A likely objection to a subsidy scheme might be that it involves actual fiscal transfers from the creditworthy to the indebted countries, whereas loan capital and guarantees provided via supranational institutions like the ECB and the EFSF do not, but this would be disingenuous – unless market yields really do overestimate the probability of credit losses, loan capital and guarantees can be expected to generate losses in excess of any acceptable interest rate premium charged on EFSF/ESM loans over its cost of funding. Unfortunately, however, unless such probabilistic losses seem likely to be realised within the terms of office of the politicians deciding how to tackle the eurozone crisis, they are likely to be ignored.


Charles Butler said...

Isn't that a deafening silence! Productivity's sure to go up with everyone finally back at their work stations.

But the curious logic governing public perceptions may have made this cheaper, and probably better, plan a harder sell. Ignoring the legalities of which the pundits are so enamoured - nothing works as advertised in the EU - the convenience of being able to hide behind an emergency situation and implement an emergency (read: one off and big) solution trumps the perceived slow and eternal bleed of subsidies.

This all, of course, assuming that they would manage the program properly. If the Common Agricultural Policy is any indication...

Another interesting suggestion put out, that doesn't exclude yours, was that central banks write CDS on their own debt.

RebelEconomist said...

I think you raise a good point, Charles - there is an advantage to solutions which can get past a normally sceptical public while they are worried by an emergency. I doubt whether this approach does much for public support for European integration in the long run though.

I assume that you mean central banks selling CDS on their own country's debt of course! I can imagine an assertively independent central bank being horrified by such an idea, since it practically commits them to monetising the government's debt in the event that the government defaults, although if the authorities are sure that the country will not default, it does allow them to take some money from doubting investors. I would be interested in learning more about this idea if you have a reference to its source.

Charles Butler said...

Found it. You'll note it caught my eye at the time.

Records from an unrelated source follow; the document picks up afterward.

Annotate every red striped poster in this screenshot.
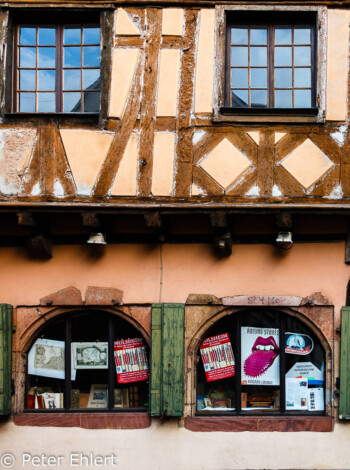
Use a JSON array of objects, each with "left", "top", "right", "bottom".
[
  {"left": 200, "top": 333, "right": 236, "bottom": 382},
  {"left": 114, "top": 338, "right": 149, "bottom": 384}
]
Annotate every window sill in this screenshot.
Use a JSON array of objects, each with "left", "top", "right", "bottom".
[
  {"left": 214, "top": 107, "right": 322, "bottom": 122},
  {"left": 185, "top": 416, "right": 334, "bottom": 432},
  {"left": 13, "top": 412, "right": 151, "bottom": 429}
]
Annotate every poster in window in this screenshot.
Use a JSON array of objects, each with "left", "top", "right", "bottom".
[
  {"left": 114, "top": 338, "right": 149, "bottom": 384},
  {"left": 200, "top": 333, "right": 236, "bottom": 382},
  {"left": 285, "top": 333, "right": 314, "bottom": 356},
  {"left": 241, "top": 326, "right": 280, "bottom": 385}
]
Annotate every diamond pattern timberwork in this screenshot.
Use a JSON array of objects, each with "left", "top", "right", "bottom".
[
  {"left": 281, "top": 139, "right": 334, "bottom": 189},
  {"left": 199, "top": 138, "right": 252, "bottom": 189}
]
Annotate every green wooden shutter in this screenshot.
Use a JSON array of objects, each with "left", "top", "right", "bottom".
[
  {"left": 150, "top": 304, "right": 185, "bottom": 416},
  {"left": 0, "top": 304, "right": 12, "bottom": 415}
]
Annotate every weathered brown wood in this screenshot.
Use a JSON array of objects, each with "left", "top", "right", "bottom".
[
  {"left": 94, "top": 44, "right": 144, "bottom": 197},
  {"left": 193, "top": 166, "right": 224, "bottom": 196},
  {"left": 139, "top": 8, "right": 161, "bottom": 196},
  {"left": 175, "top": 10, "right": 198, "bottom": 197},
  {"left": 185, "top": 416, "right": 334, "bottom": 432},
  {"left": 115, "top": 36, "right": 145, "bottom": 49},
  {"left": 13, "top": 412, "right": 151, "bottom": 429}
]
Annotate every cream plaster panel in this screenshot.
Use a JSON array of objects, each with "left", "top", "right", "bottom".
[
  {"left": 0, "top": 129, "right": 37, "bottom": 195},
  {"left": 109, "top": 47, "right": 140, "bottom": 118},
  {"left": 200, "top": 138, "right": 252, "bottom": 189},
  {"left": 162, "top": 8, "right": 184, "bottom": 36},
  {"left": 326, "top": 10, "right": 349, "bottom": 121},
  {"left": 247, "top": 132, "right": 260, "bottom": 145},
  {"left": 281, "top": 139, "right": 334, "bottom": 189},
  {"left": 60, "top": 129, "right": 113, "bottom": 195},
  {"left": 115, "top": 8, "right": 140, "bottom": 36},
  {"left": 275, "top": 132, "right": 286, "bottom": 144},
  {"left": 152, "top": 132, "right": 175, "bottom": 196},
  {"left": 110, "top": 133, "right": 139, "bottom": 196},
  {"left": 157, "top": 49, "right": 180, "bottom": 116},
  {"left": 194, "top": 9, "right": 215, "bottom": 114}
]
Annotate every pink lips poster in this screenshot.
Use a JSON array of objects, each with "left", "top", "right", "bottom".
[
  {"left": 241, "top": 326, "right": 280, "bottom": 385},
  {"left": 200, "top": 333, "right": 236, "bottom": 382}
]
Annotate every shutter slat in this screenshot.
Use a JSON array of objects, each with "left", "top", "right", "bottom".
[
  {"left": 339, "top": 307, "right": 350, "bottom": 419},
  {"left": 150, "top": 304, "right": 185, "bottom": 416},
  {"left": 0, "top": 304, "right": 12, "bottom": 415},
  {"left": 149, "top": 304, "right": 163, "bottom": 416}
]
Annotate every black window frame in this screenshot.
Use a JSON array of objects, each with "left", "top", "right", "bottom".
[
  {"left": 195, "top": 308, "right": 328, "bottom": 417},
  {"left": 23, "top": 309, "right": 150, "bottom": 414},
  {"left": 219, "top": 10, "right": 319, "bottom": 116},
  {"left": 10, "top": 9, "right": 101, "bottom": 116}
]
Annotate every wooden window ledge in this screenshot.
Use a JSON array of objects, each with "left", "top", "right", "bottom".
[
  {"left": 185, "top": 416, "right": 334, "bottom": 432},
  {"left": 13, "top": 413, "right": 151, "bottom": 429}
]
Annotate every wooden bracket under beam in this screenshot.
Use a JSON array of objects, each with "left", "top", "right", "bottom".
[
  {"left": 144, "top": 211, "right": 163, "bottom": 230},
  {"left": 210, "top": 211, "right": 227, "bottom": 228},
  {"left": 81, "top": 212, "right": 100, "bottom": 228},
  {"left": 17, "top": 212, "right": 36, "bottom": 227}
]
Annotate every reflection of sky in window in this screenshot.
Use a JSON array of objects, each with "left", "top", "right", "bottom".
[
  {"left": 19, "top": 26, "right": 36, "bottom": 46},
  {"left": 38, "top": 26, "right": 56, "bottom": 46}
]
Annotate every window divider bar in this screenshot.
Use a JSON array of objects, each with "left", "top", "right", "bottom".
[{"left": 64, "top": 317, "right": 72, "bottom": 411}]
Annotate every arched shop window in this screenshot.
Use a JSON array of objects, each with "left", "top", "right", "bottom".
[
  {"left": 197, "top": 309, "right": 325, "bottom": 415},
  {"left": 26, "top": 311, "right": 149, "bottom": 411}
]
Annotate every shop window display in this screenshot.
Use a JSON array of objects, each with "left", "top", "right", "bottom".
[{"left": 197, "top": 310, "right": 325, "bottom": 415}]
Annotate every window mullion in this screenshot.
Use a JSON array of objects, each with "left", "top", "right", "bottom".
[
  {"left": 64, "top": 317, "right": 72, "bottom": 411},
  {"left": 268, "top": 24, "right": 275, "bottom": 108}
]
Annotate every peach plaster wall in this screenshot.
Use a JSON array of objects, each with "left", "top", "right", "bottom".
[{"left": 0, "top": 243, "right": 350, "bottom": 316}]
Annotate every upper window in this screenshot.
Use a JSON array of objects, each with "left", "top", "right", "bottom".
[
  {"left": 226, "top": 12, "right": 316, "bottom": 111},
  {"left": 13, "top": 24, "right": 100, "bottom": 113},
  {"left": 197, "top": 310, "right": 325, "bottom": 415}
]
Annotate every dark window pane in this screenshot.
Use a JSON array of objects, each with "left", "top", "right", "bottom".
[
  {"left": 275, "top": 69, "right": 292, "bottom": 88},
  {"left": 83, "top": 69, "right": 100, "bottom": 90},
  {"left": 294, "top": 68, "right": 311, "bottom": 88},
  {"left": 18, "top": 93, "right": 35, "bottom": 113},
  {"left": 38, "top": 26, "right": 56, "bottom": 46},
  {"left": 231, "top": 68, "right": 248, "bottom": 88},
  {"left": 63, "top": 70, "right": 81, "bottom": 90},
  {"left": 231, "top": 26, "right": 248, "bottom": 44},
  {"left": 83, "top": 46, "right": 100, "bottom": 67},
  {"left": 63, "top": 47, "right": 81, "bottom": 67},
  {"left": 294, "top": 90, "right": 311, "bottom": 108},
  {"left": 294, "top": 46, "right": 311, "bottom": 65},
  {"left": 38, "top": 93, "right": 56, "bottom": 113},
  {"left": 19, "top": 70, "right": 35, "bottom": 90},
  {"left": 38, "top": 70, "right": 56, "bottom": 91},
  {"left": 294, "top": 26, "right": 311, "bottom": 44},
  {"left": 275, "top": 47, "right": 292, "bottom": 66},
  {"left": 250, "top": 26, "right": 267, "bottom": 45},
  {"left": 250, "top": 47, "right": 267, "bottom": 67},
  {"left": 19, "top": 26, "right": 36, "bottom": 46},
  {"left": 250, "top": 69, "right": 267, "bottom": 88},
  {"left": 84, "top": 93, "right": 100, "bottom": 113},
  {"left": 250, "top": 90, "right": 267, "bottom": 108},
  {"left": 63, "top": 93, "right": 81, "bottom": 113},
  {"left": 231, "top": 90, "right": 248, "bottom": 108},
  {"left": 38, "top": 47, "right": 56, "bottom": 69},
  {"left": 63, "top": 25, "right": 81, "bottom": 44},
  {"left": 231, "top": 46, "right": 248, "bottom": 66},
  {"left": 275, "top": 90, "right": 293, "bottom": 108},
  {"left": 83, "top": 25, "right": 100, "bottom": 44},
  {"left": 19, "top": 47, "right": 36, "bottom": 68},
  {"left": 275, "top": 26, "right": 292, "bottom": 44}
]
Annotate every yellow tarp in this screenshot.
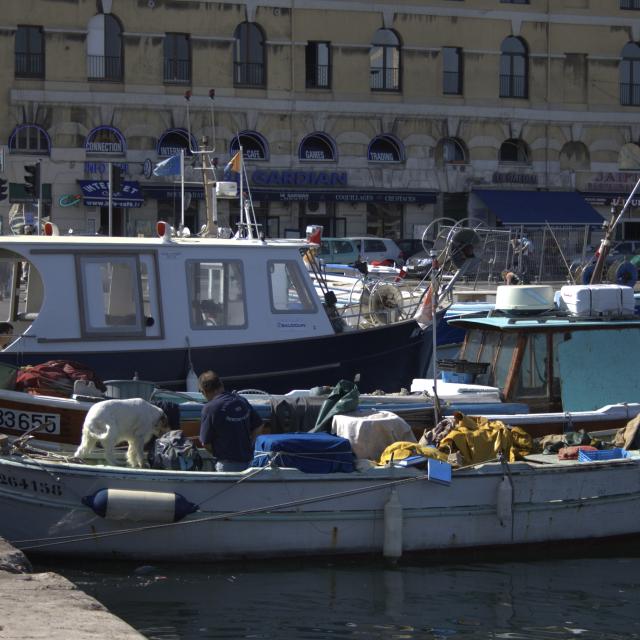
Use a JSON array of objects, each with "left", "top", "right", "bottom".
[{"left": 439, "top": 416, "right": 534, "bottom": 466}]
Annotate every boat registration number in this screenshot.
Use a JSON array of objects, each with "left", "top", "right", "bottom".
[{"left": 0, "top": 407, "right": 60, "bottom": 434}]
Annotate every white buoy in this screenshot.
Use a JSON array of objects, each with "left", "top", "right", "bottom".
[
  {"left": 187, "top": 367, "right": 199, "bottom": 392},
  {"left": 382, "top": 489, "right": 402, "bottom": 560}
]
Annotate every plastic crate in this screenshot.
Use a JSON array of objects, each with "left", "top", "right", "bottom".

With regards to EZ integration: single currency + a zillion euros of German bank exposure to peripheral debt and that's what you've got. The debate is pure (ok, I exaggerate) post-war side show. The reaching of some sort of critical mass by Erasmus kids will have final say on the matter.


RebelEconomist said...

Thanks Charles. I note that the proposal was actually that the governments, not the central banks, write CDS protection on themselves, which raises some other interesting questions, a few of which were considered in the comments to the blog post you gave the link for. I am surprised that a borrower could do this without triggering an event of default, since, if the CDS is collateralised, they are effectively taking a fee to move the protection buyer up the creditor hierarchy. But that is a whole new discussion, in which I have little expertise.

Charles Butler said...

No problem. Sorry for the errors in terminology. Not a specialist in the first place, I hadn't actually gone back and read the post.

Anonymous said...

"I note that the proposal was actually that the governments, not the central banks, write CDS protection on themselves"

I recall hearing that some banks had been selling CDS on themselves before/during the financial crisis. I will try to provide a reference later, as it will require a little digging.